Thanks! Now it’s not erroring out, and appears to be console logging the right stuff, but it’s not actually replacing.
var lastChild = $(obj).find(".tweets > li:last-child").html();
var regex = /class="(.*?)"/g;
lastChild=lastChild.replace(regex, function(className) {
console.log(className.replace(/-/g, '_'));
return className.replace(/-/g, '_');
});
I know .replace() doesn’t actually replace unless you overwrite the variable (a.k.a. why I did lastChild=lastChild) but it doesn’t seem to have overridden?
Yes, you’re only updating the html in the lastChild variable, not applying it back to the DOM.

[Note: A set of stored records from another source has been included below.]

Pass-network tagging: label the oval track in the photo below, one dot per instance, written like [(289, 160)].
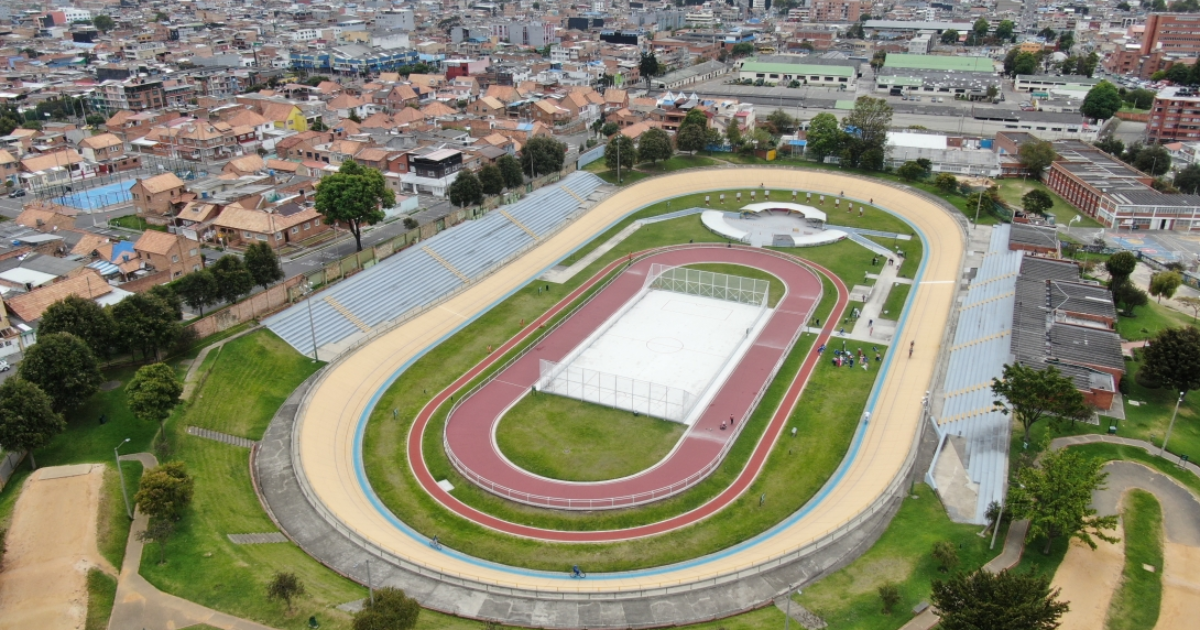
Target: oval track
[(471, 426), (333, 418)]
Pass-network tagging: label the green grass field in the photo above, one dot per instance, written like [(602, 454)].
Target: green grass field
[(564, 438), (903, 555), (1138, 598), (894, 304), (101, 595)]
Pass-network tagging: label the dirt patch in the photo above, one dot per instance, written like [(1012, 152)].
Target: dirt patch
[(1181, 587), (51, 546), (1087, 580)]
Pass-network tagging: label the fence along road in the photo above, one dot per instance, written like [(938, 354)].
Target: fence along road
[(334, 414)]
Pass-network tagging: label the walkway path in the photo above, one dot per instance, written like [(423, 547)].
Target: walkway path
[(139, 605)]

var $el = $(obj).find(".tweets > li:last-child")
var html = $el.html();
var regex = /class="(.*?)"/g;
html = html.replace(regex, function(className) {
return className.replace(/-/g, '');
});
$el.html(html);
Your initial question led me down the string replacement path but jQuery has a way simpler way to achieve this. This version will only update the className’s that need updating, the previous will replace the whole elements innerHTML.
You won’t believe this, but I changed that to replace the dash with a dash, and now I have styling working in Safari. I KNEW those dashes were corrupt…thank you thank you!
Sounds like an encoding problem to me, to confirm you can try logging the charCode of the two dash characters, I suspect they’ll give you two different numbers.